Patients older than 40 yr comprised 79% of 419 CLD patients (Table 2), and more than 94% of these had already acquired immunity against HAV, and thus, the majority of CLD patients were free of HAV infection. However, if the decreasing anti-HAV seroprevalence trend in adult continues, more CLD patients will be at risk of HAV infection in the near future (18, 19). Cases of symptomatic HAV superinfection in hepatitis virus carriers, which were very rare in the 1980s, are being reported recently in Korea. In an analysis of clinical features of 177 acute hepatitis A patients, 12 patients with serologic evidences of hepatitis virus infection; 10 HBsAg positive and 2 anti-HCV positive, were identified and mild clinical courses of these patients were described (15). On the other hand, one case of fulminant acute hepatitis A in an HBV carrier was reported in 2002, who suffered from encephalopathy, azotemia and marked prolongation of prothrombin time (20). In the present study, we identified two cases of acute HAV superinfection in chronic viral hepatitis patients, a 17-yr old female with chronic hepatitis C and a 35-yr old male with chronic hepatitis B. Both eventually recovered from symptomatic acute hepatitis A with maximum serum aminotransferase levels of 937 and 2,976 IU/mL, respectively. The 35-yr old male patient experienced more severe hepatitis with a mild prolongation of prothrombin time (70%, Internatinal Normalized Ratio 1.21).
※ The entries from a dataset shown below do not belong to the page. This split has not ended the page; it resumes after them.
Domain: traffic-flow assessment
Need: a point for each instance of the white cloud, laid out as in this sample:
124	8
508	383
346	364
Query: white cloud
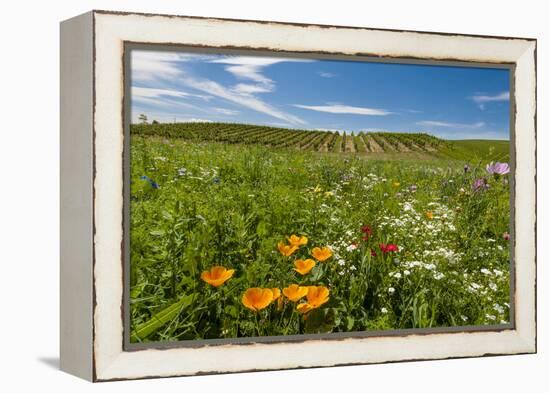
433	123
345	109
149	66
228	112
244	88
161	67
248	101
482	99
250	67
150	92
In terms of active immunization modalities, different immunization strategies can be implemented, depending on the underlying anti-HAV seroprevalence rates (21, 22); when anti-HAV seroprevalence rate is high, selective vaccination according to anti-HAV serostatus is more cost-effective than universal vaccination. In an analysis of the cost-effectiveness of different vaccination strategies in CLD patients, Saab et al. found that screening for anti-HAV became less costly than vaccination without checking HAV serology when anti-HAV prevalence exceeded 35% and the cost of serologic testing was less than US$25 (23). Anti-HAV seroprevalence rates by age, as determined by the present study, may provide principal data for adjusting adequate vaccination strategy in CLD patients. For example, instituting selective vaccination for 31-40 yr old CLD patients (anti-HAV rate of 64-85%) and universal vaccination for patients younger than 31 yr (anti-HAV rate of 0-34%).
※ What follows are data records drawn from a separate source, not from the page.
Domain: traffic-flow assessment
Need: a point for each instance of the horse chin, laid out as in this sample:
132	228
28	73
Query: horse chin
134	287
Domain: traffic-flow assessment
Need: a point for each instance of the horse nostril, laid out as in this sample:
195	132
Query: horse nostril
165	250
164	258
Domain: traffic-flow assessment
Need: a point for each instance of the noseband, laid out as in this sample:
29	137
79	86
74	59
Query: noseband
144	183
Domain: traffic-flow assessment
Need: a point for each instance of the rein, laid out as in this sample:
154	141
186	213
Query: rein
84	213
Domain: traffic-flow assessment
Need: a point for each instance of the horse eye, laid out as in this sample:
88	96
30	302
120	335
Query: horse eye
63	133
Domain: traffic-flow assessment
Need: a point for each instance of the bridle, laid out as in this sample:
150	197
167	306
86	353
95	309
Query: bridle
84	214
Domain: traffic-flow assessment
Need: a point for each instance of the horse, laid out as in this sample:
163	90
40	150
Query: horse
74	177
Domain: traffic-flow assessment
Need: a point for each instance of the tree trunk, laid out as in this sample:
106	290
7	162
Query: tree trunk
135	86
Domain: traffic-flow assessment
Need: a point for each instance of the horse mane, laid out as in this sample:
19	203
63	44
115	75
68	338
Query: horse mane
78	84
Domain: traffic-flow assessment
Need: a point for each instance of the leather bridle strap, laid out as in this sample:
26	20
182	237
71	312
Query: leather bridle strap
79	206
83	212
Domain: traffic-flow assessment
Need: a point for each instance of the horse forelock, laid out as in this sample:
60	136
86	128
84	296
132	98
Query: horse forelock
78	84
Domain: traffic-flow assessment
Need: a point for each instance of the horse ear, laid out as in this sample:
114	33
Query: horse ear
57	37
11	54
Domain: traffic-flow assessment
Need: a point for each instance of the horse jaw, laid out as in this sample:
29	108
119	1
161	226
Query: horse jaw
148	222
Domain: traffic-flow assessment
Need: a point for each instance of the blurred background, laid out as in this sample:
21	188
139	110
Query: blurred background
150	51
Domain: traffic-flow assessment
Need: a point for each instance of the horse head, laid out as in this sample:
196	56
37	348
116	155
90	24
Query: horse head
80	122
In addition to seroprevalence data, the cost of serologic testing, the cost of vaccination, patient compliance, and the likelihood of the occurrence of a clinically significant fatal HAV superinfection should also be determined to facilitate the identification of the most efficient vaccination strategy. In young or childhood CLD patients, the serum anti-HAV rate is very low and the risk of infection is high, but the symptomatic infection rate and the risk of severe hepatic failure are minimal and natural life long immunity is frequently attained after a mild or asymptomatic infection. Therefore, the selective HAV vaccination of middle aged adult CLD patients appears more urgent than the universal vaccination for younger CLD patients (24). Further nationwide large scale studies, including the active evaluation of the clinical significance of acute HAV infection and cost-benefit analyses of different vaccination strategies in different age groups of CLD patients will provide firmer data for designing an optimal vaccination strategy.

This single center study demonstrates that adult patients with acute hepatitis A are more frequently encountered recently and that a substantial proportion of adult patients with CLD are now susceptible to HAV infection. Although the occurrence of acute hepatitis A was analyzed retrospectively and this study was conducted in a third referral center hospital, the observed increase of acute hepatitis A patients in the adult population is concordant with previously reported data (11, 13, 15) and, to our knowledge, no prospective analysis of the age-specific seroprevalences of anti-HAV antibody in CLD patients has been conducted before in this HBV endemic area. The results of this study provide an evidence of emerging needs for HAV vaccination in adult CLD patients in Korea and for large scale investigations to find out proper vaccination strategy in these patients.